Wednesday, August 6, 2014

Jane at the Supermarket

                               
             


I can't post her photo here. First of all, I've broken every camera I've handled in the past two years and I do not now, nor will I ever, own a Smartphone. And besides, I don't have her permission. Lastly, if you knew who she was, you might be tempted to steal her, to be your very own "Stop and Shop Lady".  So, Jane will remain almost anonymous. Although, Stop and Shop surely won't mind having their photo here.

She works at the "front end".  She's probably my age, maybe slightly older or younger.. Semi-retired. Seems like she's always there.  She says she's not, it's just that I'm the one who is always there and our hours match.  Sometimes, when I go in to the store, she's not on duty and I panic, almost.  But most of the time, it's as if she's standing at my side the entire time I find myself at the self-check registers.  When I, for some random act of God, do not need her assistance, she still finds me anyway and we exchange those things that women exchange under those circumstances. It is when I do have a hiccup in the process that the janitor key chain that she wears under her black apron gets whipped out and the magic card that makes everything happen, swiped. Problem solved. Sometimes, she'll simply spy me checked out already and with a big smile she'll remark "looks like everything went well today!" Rarely.

We have a bonus Stop and Shop market.  It was designed with "seniors" in mind.  It's not a "Super Stop and Shop" as are the two others within driving distance of our home.  I use this one almost exclusively, feeling like a newbie whenever I happen in to one of the others. I'm not comfortable in large stores and nowadays, I don't do those huge shopping trips that I once had to do when we were all together as a family.  I love the fact that we can decide half-way through the day and make a quick trip to our store down the street.

My "relationship" with Jane started a little over two years ago when I over-taxed the system.  My mother's illness and our need to fulfill each and every of her needs and desires, brought me to the grocery store and pharmacy sometimes two or three times a day.  At that point, the smiles and nods started to turn into actual "hello, how are you today?" and we progressed to "you're in here a lot!", mutual agreements.  It was at the little self-check registers that I had control over my life and time to breathe while doing mindless work, swiping tiny cans of juice, baby wipes and cottage cheese containers.  It was at that time my "Supermarket Lady" first learned of my role and soon after, as I struggled through the first months of sorrow, followed by resentment and confusion, of my new role as the "Daughter Who Takes Care of Everything".  It was "Hi!

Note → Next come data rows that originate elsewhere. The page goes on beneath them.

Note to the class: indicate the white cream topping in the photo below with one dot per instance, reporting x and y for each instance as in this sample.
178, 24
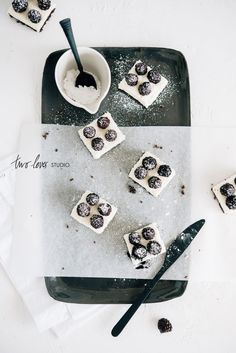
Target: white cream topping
156, 89
93, 211
108, 145
144, 242
23, 16
221, 198
144, 182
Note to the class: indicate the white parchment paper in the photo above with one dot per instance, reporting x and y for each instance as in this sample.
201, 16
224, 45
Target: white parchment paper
50, 243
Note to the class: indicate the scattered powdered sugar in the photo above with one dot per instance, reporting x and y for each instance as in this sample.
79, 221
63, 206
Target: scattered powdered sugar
83, 95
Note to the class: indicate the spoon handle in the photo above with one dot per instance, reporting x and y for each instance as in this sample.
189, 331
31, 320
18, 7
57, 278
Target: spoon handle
134, 307
66, 26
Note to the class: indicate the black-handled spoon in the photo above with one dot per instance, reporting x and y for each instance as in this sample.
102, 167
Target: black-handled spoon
83, 78
175, 250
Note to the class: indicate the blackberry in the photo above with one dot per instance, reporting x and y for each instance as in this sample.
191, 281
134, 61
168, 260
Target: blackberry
140, 173
19, 5
131, 79
231, 202
89, 132
92, 199
141, 68
134, 238
103, 122
139, 252
153, 247
227, 189
34, 16
154, 182
149, 163
164, 325
97, 144
44, 4
164, 170
96, 221
148, 233
154, 76
111, 135
83, 209
145, 88
104, 209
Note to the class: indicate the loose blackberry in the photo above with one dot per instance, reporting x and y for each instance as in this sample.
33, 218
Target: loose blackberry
153, 247
141, 68
139, 252
154, 76
92, 199
103, 122
96, 221
131, 79
19, 5
149, 163
148, 233
144, 89
164, 325
104, 209
231, 202
227, 189
134, 238
89, 132
111, 135
154, 182
140, 173
44, 4
97, 144
164, 170
83, 209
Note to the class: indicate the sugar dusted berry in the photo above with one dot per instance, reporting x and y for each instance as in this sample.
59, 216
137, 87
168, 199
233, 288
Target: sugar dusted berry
19, 5
104, 209
153, 247
83, 209
92, 199
145, 88
140, 173
111, 135
141, 68
97, 144
149, 163
139, 252
154, 76
134, 238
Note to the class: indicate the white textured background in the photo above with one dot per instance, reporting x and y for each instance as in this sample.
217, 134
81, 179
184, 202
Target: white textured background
204, 31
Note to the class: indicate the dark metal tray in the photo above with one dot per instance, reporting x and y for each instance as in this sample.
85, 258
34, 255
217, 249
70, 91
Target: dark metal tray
172, 108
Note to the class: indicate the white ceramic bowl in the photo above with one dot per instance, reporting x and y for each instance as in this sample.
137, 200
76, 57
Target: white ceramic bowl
92, 62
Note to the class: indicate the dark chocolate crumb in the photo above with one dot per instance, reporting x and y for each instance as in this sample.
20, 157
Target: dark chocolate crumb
132, 189
45, 135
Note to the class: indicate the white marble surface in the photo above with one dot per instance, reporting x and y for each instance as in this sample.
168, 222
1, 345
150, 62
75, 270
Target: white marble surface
203, 318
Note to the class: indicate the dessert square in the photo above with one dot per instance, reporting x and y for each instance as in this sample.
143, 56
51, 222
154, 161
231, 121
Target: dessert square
225, 194
33, 13
151, 173
143, 83
144, 244
101, 135
93, 212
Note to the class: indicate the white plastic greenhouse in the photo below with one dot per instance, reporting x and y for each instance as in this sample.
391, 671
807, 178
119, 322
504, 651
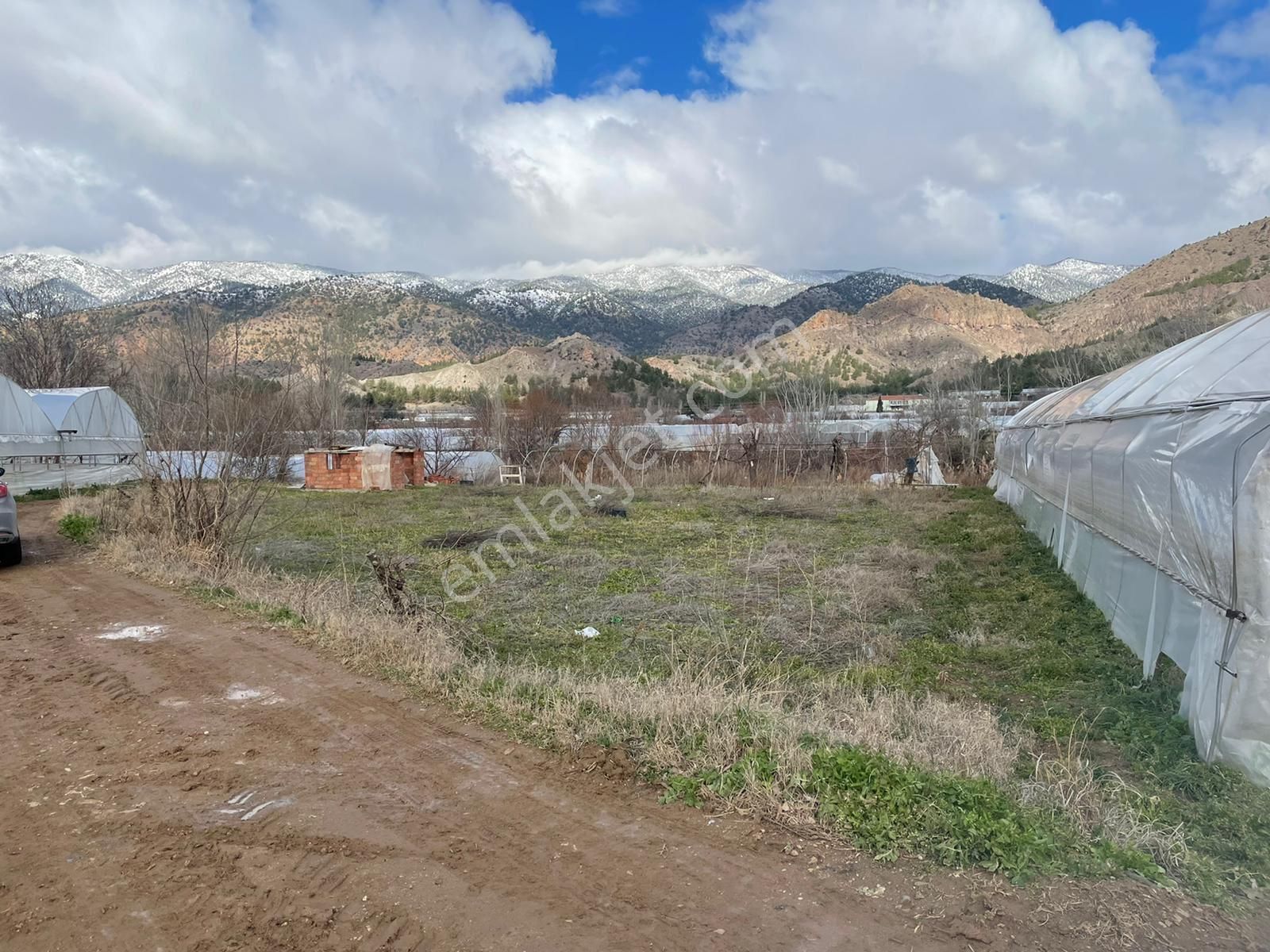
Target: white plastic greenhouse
93, 420
59, 437
1153, 488
25, 428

How are you?" and "For you or Dad today?" as she approached me and listened with the ear of a friend since Kindergarten would, to my frustrations with time management, food selection and methods of payment. It was with kindness and the patience of a saint that she put that little magic card into action and re-did some of my swiping, fixing whatever mess I had gotten into while I was on my learning curve.  Always, an exchange of words to make me feel better in some small way.  One-on-one, me and Jane, day after day.

I just hope Jane never fully retires.  At the very least, I want to be able to see her off on that last day, into the parking lot. I might even follow her home.  I have a feeling she lives alone, not far from the store.  I want to steal her janitor key-ring and take that magic card off so I can have it bronzed.  I want to say "thank you" one more time and hug her.  Sometime in the very distant future, please.  Until then, I will continue to shop with Jane at my side, hearing my confession, soothing me and cheering me on.  She knows already that I value her.  I've told every front manager how I feel and if you really do want to see her photo,  you might ask for the Employee of the Month archives.  I'm sure she's there, smiling.